Gold price (XAU/USD) appears to have run out of any form of bullish momentum after the Fed announced Friday it was ending leverage exemptions for banks once the current terms expire by month-end.
The Federal Reserve had eased the Supplementary Leverage Ratio (SLR) requirements for banks, as a way to allow them some extra liquidity via the exclusion of deposits and bonds from their capital reserve requirements.
This hawkish announcement from the Fed has enabled the 10-year bond yield to rise from intraday lows around 1.679% to trade at 1.730% as of the time of writing. With the US Dollar starting to see some strength, the ability of gold prices to stay above the $1730 mark is now under threat.

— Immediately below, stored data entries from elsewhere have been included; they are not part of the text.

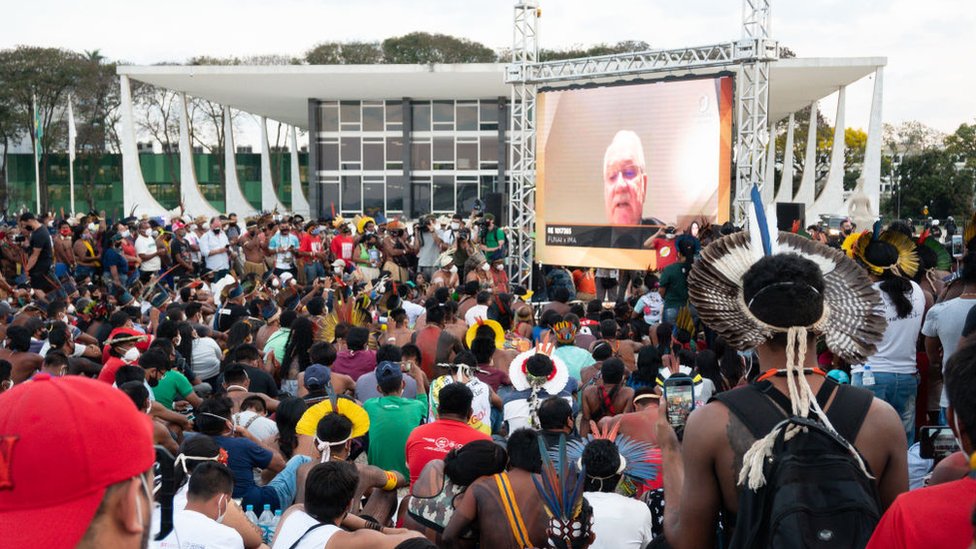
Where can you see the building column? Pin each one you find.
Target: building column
(299, 204)
(136, 198)
(831, 199)
(269, 198)
(807, 192)
(194, 202)
(785, 193)
(235, 202)
(872, 153)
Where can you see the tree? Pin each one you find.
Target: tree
(345, 53)
(424, 48)
(49, 74)
(931, 178)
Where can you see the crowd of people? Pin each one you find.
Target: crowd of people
(376, 383)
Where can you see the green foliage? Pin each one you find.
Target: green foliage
(424, 48)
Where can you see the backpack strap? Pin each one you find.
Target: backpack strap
(760, 415)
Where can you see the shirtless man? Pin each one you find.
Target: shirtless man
(608, 397)
(333, 435)
(253, 242)
(397, 332)
(700, 473)
(625, 349)
(640, 424)
(483, 506)
(16, 351)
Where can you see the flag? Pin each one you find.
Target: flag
(38, 129)
(72, 132)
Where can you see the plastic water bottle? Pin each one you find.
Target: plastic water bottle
(264, 522)
(867, 377)
(249, 513)
(274, 525)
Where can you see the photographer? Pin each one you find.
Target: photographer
(429, 245)
(397, 251)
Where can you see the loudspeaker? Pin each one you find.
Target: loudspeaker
(495, 205)
(787, 213)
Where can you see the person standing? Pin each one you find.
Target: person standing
(149, 253)
(215, 249)
(40, 254)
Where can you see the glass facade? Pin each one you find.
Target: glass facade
(405, 157)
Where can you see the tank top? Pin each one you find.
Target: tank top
(298, 524)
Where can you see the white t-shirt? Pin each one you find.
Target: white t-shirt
(147, 245)
(619, 522)
(896, 352)
(945, 320)
(259, 426)
(474, 313)
(193, 530)
(295, 525)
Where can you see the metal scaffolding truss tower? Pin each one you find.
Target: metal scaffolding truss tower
(750, 55)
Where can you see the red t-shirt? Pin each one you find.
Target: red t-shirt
(112, 365)
(434, 440)
(666, 252)
(937, 516)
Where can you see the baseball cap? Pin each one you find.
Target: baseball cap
(388, 371)
(64, 441)
(316, 377)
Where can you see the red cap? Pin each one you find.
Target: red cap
(63, 441)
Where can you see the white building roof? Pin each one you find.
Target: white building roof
(281, 92)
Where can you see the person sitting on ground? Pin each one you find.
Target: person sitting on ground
(330, 491)
(245, 453)
(430, 505)
(608, 397)
(200, 523)
(511, 494)
(451, 429)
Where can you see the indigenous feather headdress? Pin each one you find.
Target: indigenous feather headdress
(561, 490)
(851, 321)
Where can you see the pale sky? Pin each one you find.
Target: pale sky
(929, 45)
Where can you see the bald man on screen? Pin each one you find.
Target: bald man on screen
(624, 179)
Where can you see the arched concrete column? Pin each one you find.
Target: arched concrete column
(785, 193)
(193, 200)
(299, 204)
(235, 200)
(269, 198)
(136, 197)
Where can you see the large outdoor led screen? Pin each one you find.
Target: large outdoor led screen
(617, 162)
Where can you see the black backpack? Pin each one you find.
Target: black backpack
(816, 493)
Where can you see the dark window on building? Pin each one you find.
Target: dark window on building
(372, 119)
(329, 118)
(352, 193)
(421, 117)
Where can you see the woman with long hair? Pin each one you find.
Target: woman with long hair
(289, 412)
(296, 357)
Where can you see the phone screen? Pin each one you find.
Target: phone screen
(680, 394)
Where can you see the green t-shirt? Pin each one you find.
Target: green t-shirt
(391, 420)
(675, 283)
(172, 385)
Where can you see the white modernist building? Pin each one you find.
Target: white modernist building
(411, 139)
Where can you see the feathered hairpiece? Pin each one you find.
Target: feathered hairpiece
(562, 496)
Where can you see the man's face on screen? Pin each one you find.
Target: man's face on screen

Gold price is struggling to cross above the 1741.01 resistance line. This level is starting to look like a river too deep to cross for bulls on the XAU/USD. A price drop below the ascending trendline on the 4-hour chart, which connects the lows of 8 March, 12 March and 18 March, remain the support to watch. A drop below this line could trigger a huge selloff, targeting 1719.13 initially (18 March low), followed by the 1699.43 support and the 1680.59 support.
On the other hand, bulls need to force prices not just above 1741, but also above the 18 March high to form a higher high that signals a short-term uptrend. This move would then open the door for the gold price to attempt a march towards 1763.30, with 1789.49 serving as a potential target to the north that presently looks far-fetched in the short term.